Although income stocks can be an attractive alternative for investors unwilling to risk
their principal, their values can decline when interest rates rise.

the concepts of growth stocks and income stocks through a case study.

Case Study: XYZ Corporation

Background: XYZ Corporation is a well-established company in the technology


sector. The company has been in operation for over a decade and has a strong track
record of innovation. Recently, it has launched a groundbreaking product that is
expected to revolutionize the industry.

Growth Stock Perspective:

1. Financials: XYZ Corporation has been reinvesting a significant portion of its profits
into research and development. The company is not focused on paying out dividends
to shareholders but rather on expanding its product line and market share. The
revenue and earnings growth of XYZ Corporation have been impressive over the past
few years.

2. Stock Price Appreciation: Investors interested in growth stocks are attracted to


XYZ Corporation because of the potential for significant stock price appreciation. As
the company continues to innovate and capture market share, the stock price is
expected to rise, providing capital gains for investors.

3. Volatility: Growth stocks, including XYZ Corporation, often experience higher


volatility in their stock prices compared to more stable income stocks. This volatility
can present both opportunities and risks for investors.
Income Stock Perspective:

1. Dividend Payments: Contrastingly, an income-oriented investor may prefer


stocks that provide a regular stream of income in the form of dividends. XYZ
Corporation, despite its success and profitability, has opted to pay a portion of its
earnings back to shareholders in dividends. The dividend yield may not be as high as
some traditional income stocks, but it provides a steady income stream.
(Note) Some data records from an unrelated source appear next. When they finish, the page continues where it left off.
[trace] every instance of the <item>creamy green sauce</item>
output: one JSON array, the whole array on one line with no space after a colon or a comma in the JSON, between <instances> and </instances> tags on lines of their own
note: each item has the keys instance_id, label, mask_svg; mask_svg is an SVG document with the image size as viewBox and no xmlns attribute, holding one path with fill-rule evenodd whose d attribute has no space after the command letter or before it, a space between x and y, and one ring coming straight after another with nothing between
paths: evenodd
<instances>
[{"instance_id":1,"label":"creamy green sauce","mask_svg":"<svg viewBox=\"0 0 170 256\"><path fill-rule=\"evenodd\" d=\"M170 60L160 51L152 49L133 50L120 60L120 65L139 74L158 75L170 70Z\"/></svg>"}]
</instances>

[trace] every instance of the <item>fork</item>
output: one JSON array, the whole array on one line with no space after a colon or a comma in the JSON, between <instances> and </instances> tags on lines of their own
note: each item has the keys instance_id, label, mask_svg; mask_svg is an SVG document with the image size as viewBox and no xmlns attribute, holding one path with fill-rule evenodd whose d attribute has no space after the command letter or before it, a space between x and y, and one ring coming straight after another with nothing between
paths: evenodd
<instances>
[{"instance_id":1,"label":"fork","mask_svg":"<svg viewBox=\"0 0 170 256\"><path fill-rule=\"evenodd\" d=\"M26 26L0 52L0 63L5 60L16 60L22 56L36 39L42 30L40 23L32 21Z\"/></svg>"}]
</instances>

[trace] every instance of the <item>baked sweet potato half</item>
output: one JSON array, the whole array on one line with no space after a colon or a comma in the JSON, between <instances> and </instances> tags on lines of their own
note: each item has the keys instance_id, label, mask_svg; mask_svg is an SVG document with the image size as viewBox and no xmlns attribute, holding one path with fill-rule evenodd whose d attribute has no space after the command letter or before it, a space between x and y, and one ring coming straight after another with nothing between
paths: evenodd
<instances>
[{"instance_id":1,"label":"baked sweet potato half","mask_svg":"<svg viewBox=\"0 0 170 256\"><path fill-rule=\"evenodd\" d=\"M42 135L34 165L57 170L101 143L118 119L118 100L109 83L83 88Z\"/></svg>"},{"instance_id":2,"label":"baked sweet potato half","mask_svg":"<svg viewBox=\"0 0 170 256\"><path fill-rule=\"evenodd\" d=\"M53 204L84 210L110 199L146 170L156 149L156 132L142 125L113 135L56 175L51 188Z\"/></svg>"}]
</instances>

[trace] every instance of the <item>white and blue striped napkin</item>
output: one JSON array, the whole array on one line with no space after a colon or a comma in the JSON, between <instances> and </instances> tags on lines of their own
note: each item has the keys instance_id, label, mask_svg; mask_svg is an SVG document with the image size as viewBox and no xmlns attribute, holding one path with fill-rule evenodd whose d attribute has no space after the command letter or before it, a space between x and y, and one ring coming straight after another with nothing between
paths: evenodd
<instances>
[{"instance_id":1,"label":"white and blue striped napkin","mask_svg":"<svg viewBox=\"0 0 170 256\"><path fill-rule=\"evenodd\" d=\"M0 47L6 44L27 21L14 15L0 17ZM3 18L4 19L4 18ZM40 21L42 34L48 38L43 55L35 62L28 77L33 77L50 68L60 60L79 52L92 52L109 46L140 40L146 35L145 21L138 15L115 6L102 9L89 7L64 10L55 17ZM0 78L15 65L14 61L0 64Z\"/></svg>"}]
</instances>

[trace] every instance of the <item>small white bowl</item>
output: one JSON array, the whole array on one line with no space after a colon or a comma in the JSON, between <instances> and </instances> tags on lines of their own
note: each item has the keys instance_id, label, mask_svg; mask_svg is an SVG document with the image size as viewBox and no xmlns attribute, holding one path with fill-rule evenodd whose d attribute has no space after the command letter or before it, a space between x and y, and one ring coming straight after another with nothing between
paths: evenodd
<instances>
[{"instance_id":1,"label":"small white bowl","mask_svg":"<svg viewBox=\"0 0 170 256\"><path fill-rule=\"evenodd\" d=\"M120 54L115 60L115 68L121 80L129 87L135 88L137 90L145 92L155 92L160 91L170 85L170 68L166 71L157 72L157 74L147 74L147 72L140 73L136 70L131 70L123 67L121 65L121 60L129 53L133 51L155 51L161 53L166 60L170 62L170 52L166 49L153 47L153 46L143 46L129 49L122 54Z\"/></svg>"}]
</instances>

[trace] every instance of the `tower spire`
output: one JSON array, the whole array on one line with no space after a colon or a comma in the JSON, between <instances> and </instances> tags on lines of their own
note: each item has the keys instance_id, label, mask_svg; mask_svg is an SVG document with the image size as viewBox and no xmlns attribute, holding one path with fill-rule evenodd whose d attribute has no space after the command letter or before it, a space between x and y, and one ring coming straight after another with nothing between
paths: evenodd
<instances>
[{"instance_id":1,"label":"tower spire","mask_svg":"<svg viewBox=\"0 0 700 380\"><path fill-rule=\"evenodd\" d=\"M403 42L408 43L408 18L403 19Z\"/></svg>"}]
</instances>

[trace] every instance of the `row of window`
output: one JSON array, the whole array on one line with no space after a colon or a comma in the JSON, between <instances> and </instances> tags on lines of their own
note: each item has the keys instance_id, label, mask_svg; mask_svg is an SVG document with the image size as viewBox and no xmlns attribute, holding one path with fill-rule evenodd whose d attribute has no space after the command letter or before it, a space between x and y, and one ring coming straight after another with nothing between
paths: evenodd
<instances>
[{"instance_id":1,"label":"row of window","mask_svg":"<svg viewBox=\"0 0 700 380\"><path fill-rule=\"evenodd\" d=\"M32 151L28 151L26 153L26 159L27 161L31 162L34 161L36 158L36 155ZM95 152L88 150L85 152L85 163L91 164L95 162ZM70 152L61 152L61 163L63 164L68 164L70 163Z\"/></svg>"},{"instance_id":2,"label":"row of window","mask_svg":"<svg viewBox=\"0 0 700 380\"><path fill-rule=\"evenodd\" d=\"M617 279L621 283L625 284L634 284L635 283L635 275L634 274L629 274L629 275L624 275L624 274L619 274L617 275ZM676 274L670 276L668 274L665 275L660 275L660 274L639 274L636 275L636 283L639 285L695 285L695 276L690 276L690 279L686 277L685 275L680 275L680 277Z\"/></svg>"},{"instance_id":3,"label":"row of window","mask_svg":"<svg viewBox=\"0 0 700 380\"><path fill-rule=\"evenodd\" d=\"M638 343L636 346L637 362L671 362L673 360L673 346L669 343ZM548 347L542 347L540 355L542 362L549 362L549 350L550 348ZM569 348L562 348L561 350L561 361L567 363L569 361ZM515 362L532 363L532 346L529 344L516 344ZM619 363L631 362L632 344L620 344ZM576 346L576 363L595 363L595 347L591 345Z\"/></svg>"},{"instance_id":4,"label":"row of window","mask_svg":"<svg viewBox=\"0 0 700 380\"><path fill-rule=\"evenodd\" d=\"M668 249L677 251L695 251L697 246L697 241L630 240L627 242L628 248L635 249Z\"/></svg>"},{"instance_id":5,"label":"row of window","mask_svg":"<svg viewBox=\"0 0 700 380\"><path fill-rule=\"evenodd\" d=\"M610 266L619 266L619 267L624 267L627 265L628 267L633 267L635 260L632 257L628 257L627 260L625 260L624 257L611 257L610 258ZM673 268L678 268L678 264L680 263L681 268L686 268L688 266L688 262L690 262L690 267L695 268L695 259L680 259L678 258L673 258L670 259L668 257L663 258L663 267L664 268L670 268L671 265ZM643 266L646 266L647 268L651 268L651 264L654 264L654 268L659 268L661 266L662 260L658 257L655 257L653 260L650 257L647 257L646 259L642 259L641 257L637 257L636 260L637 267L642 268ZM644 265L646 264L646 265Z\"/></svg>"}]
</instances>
2. Stability and Lower Volatility: Income stocks are generally considered more
stable and less volatile than growth stocks. XYZ Corporation's dividend payments can
act as a cushion during market downturns, providing investors with a more reliable
income source.

3. Capital Preservation: Income investors are often more concerned with preserving
capital and generating a consistent income stream rather than achieving high capital
appreciation. XYZ Corporation's dividend payments contribute to this goal.

Conclusion:

In this case study, XYZ Corporation illustrates the duality of growth and income
stocks. Investors need to carefully consider their investment objectives, risk tolerance,
and time horizon when choosing between these two approaches. While growth
stocks like XYZ Corporation offer the potential for high returns through capital
appreciation, income stocks prioritize stability and regular income through dividends.
A well-diversified portfolio may include a combination of both growth and income
stocks based on an investor's unique financial goals and risk preferences.